Grupo de Conjuntura - UFES
No ano de 2015 o dragão da inflação foi motivo de alarde nos principais noticiários do país em meio aos rumores de crise e “desgovernança”. Como explicar o comportamento dos preços e, em particular, as suas tendências para 2016 é questão nada trivial nesse cenário de grande instabilidade política e estagnação econômica. Pelo Índice Nacional de Preços ao Consumidor Amplo (IPCA), medido pelo IBGE e principal referência para a política monetária baseada em metas, a inflação fechou 2015 nos alarmantes 10,7%. Superior aos 6,4% de 2014, sendo a maior taxa desde 2002, quando registrou 12,5%, bem como também acima do teto da meta (6,5%).
As principais causas que impactaram o IPCA, em 2015, foram as altas de 18,3% no item Habitação, de 12,1% em Alimentação e Bebidas e de 10,16% no Transporte. A primeira foi puxada pelos reajustes nas tarifas de Energia Elétrica Residencial (de 51,0%, em média) e nos preços do botijão de gás (22,6%).
No item Alimentação e Bebidas destacaram-se os aumentos de 30,4% nos preços do feijão e de 20,5% no açúcar e derivados. Tais elevações encontram explicação nas reduções da oferta, impactada pelas condições climáticas, resultando na quebra da safra do feijão; no aumento da exportação de açúcar, cosequência tanto da depreciação do câmbio quanto da elevação dessa “commodity” na bolsa de Nova York.
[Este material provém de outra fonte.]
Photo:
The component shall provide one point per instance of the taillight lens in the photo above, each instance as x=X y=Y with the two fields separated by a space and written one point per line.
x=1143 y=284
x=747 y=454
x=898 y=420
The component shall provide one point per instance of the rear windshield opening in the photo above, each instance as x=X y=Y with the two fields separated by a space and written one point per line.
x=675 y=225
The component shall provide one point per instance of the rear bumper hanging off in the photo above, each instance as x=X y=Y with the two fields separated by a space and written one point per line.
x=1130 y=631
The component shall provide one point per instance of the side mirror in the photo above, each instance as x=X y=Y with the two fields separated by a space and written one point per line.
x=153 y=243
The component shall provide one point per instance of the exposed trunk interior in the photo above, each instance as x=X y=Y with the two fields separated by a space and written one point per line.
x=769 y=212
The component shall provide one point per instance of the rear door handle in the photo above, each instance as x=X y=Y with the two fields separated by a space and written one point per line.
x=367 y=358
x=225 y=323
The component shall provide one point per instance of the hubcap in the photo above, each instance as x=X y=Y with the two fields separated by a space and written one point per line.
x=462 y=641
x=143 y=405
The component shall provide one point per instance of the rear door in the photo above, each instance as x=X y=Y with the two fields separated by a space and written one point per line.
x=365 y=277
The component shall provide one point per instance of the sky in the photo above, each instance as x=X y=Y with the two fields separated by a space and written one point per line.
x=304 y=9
Por fim, a elevação em Transporte foi puxada pelos itens combustíveis (21,4%) e ônibus público (15,1%), acompanhando os expressivos aumentos nos preços monitorados.
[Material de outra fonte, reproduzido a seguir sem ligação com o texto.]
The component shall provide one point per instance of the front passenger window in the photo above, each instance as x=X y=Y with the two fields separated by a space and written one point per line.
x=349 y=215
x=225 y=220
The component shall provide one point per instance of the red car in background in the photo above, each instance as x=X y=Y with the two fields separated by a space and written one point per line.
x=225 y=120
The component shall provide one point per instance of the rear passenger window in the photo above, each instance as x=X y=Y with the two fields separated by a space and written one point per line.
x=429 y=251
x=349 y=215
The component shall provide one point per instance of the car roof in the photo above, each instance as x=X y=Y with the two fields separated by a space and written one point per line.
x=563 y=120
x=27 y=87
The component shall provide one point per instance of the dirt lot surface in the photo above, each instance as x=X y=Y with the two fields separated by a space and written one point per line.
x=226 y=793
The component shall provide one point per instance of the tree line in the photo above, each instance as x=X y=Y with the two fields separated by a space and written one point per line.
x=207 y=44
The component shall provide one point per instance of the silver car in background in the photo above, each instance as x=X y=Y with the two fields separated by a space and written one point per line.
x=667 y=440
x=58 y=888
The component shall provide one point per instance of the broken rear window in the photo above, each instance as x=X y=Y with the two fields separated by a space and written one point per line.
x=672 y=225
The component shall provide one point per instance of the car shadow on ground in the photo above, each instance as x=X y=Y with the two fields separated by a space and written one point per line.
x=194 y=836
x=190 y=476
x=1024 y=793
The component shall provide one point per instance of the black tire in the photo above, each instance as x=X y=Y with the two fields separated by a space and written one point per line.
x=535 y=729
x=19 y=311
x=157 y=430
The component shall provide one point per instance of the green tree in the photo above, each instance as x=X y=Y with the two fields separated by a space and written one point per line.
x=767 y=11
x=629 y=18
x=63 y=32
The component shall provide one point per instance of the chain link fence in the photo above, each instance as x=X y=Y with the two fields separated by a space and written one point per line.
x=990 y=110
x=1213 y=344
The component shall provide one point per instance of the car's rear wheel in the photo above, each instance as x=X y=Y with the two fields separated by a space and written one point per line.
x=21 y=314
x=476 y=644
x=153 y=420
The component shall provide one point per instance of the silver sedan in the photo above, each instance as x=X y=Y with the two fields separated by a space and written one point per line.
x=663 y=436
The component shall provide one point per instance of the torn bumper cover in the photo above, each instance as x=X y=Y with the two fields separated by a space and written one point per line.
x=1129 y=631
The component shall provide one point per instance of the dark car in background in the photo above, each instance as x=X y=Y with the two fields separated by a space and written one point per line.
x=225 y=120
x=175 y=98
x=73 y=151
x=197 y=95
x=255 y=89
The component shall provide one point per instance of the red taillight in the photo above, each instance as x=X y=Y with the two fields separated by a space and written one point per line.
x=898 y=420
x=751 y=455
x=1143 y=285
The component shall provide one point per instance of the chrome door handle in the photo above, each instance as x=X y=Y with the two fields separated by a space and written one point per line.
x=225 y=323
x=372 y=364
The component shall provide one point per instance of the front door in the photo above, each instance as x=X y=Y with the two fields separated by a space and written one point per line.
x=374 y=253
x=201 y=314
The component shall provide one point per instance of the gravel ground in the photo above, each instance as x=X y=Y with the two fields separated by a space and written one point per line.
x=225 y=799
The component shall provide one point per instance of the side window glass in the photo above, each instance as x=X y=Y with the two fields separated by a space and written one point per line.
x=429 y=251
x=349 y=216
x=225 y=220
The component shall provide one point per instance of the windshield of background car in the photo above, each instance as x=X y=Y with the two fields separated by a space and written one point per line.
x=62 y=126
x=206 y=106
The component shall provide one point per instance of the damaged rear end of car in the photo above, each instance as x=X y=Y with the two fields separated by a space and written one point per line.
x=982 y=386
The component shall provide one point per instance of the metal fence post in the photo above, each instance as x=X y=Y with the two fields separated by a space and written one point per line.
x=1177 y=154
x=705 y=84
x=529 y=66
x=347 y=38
Na análise da inflação nas metrópoles pesquisadas a variação ficou entre 9,2% em Belo Horizonte e 12,6% em Curitiba. A Grande Vitória registrou uma alta de 9,5%, próxima do mínimo e abaixo da média nacional, mas ainda acima da meta. Houve uma convergência dos valores registrados para o índice no segundo semestre de 2015 responsáveis por contrapeso importante no resultado acumulado do ano.
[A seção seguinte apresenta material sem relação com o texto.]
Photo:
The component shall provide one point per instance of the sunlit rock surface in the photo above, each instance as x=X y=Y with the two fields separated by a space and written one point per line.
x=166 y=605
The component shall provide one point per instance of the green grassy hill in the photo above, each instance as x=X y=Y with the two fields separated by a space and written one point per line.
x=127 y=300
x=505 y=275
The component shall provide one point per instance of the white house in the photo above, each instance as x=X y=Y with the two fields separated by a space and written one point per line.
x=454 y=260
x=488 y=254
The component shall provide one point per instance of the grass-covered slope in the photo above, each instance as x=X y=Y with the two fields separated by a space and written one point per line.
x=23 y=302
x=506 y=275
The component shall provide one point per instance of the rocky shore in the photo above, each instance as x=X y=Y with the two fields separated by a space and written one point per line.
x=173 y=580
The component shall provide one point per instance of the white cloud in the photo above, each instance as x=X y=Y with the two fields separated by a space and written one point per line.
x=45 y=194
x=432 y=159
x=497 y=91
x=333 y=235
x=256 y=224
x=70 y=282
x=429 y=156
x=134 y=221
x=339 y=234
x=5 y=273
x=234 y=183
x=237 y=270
Outro indicador interessante de se avaliar é o Índice Nacional de Preços ao Consumidor (INPC) por que considera apenas as famílias com renda mensal até 5 salários mínimos (e não 40 como o anterior). Por ele percebe-se que a população mais pobre sentiu mais o encarecimento dos preços já que fechou o ano de 2015 com 11,3% de variação, acima do IPCA e dos 6,2% do ano anterior.
Já no cálculo da cesta básica feita pelo DIEESE, em dezembro de 2015, que também capta o impacto da inflação sobre a população mais pobre, houve um aumento dos preços no ano em todas as 18 capitais pesquisadas. O maior foi em Salvador (23,7%) e o menor em Manaus (11,4%), ambos bem acima do IPCA confirmando que a inflação foi maior justamente entre os que enfrentam maiores restrições orçamentárias. Porto Alegre aparece como a capital com a cesta mais cara, de R$ 418,82, enquanto em Aracaju registrou-se a mais barata, de R$ 296,82. Em Vitória o preço da cesta equivaleu a R$384,99, um aumento de 15,6% em relação a 2014.
O Índice Geral de Preços – Disponibilidade Interna (IGP-DI) da FGV permite ainda avaliar o comportamento global da inflação no país, considerando os preços no atacado (IPA), no varejo (IPC) e na construção civil (INCC). Fechou 2015 em 10,7%, taxa idêntica ao IPCA, grande piora ante os 3,8% registrados em 2014. Observou-se aumento em todos os três componentes, porém o mais expressivo deu-se nos preços no atacado,11,3%, contra os 2,2% de 2014.
Em síntese, a aceleração inflacionária em 2015, no cenário de contração econômica do PIB de -3,8%,é explicada predominantemente por pressões de oferta e não de demanda. Pode-se destacar em especial os aumentos nos custos de produção relacionados aos preços monitorados (destaque à energia e combustíveis) à depreciação da taxa de câmbio (desvalorizou 46% no período) incidindo na queda da oferta interna dos produtos comercializáveis e no aumento de preços dos importados. Essa constatação explica os efeitos ambíguos que a elevação da taxa de juros de 11,75%a.a. para 14,25%a.a. durante o ano teve sobre a inflação. Pelo lado da demanda não houve o impacto esperado. Por outro lado, aumentou os custos financeiros da dívida pública com piora da situação fiscal e aprofundamento ainda maior da crise.
O início de 2016 apresentou uma trégua, com o IPCA acumulado de janeiro a março correspondendo a 2,6%, inferior aos 3,8% de 2015. Considerando somente o mês de março o índice teve uma alta de 0,4%, menor taxa registrada desde 2012 (0,2%) e também inferior ao de 2015 (1,3%). Com isso, algumas agências e consultorias vêm considerando, para 2016, um processo consistente de desaceleração inflacionária em direção ao teto da meta.
Ainda existem, porém, pressões contrárias imprevisíveis. Nesse contexto de crise econômica e política, o enigma em torno do comportamento da inflação se mantém. Podemos citar a instabilidade quanto às expectativas e à especulação, a grande volatilidade da taxa de câmbio e as intensas variações climáticas com secas e chuvas acima da média que ainda acometem regiões no Brasil com efeitos deletérios sobre as safras, incidindo sobre a redução da oferta e o aumento dos preços.
No entanto, abre-se espaço para que o cenário recessivo da economia e o desemprego voltem a ocupar a atenção do governo no lugar dos discursos apocalípticos sobre o dragão da inflação.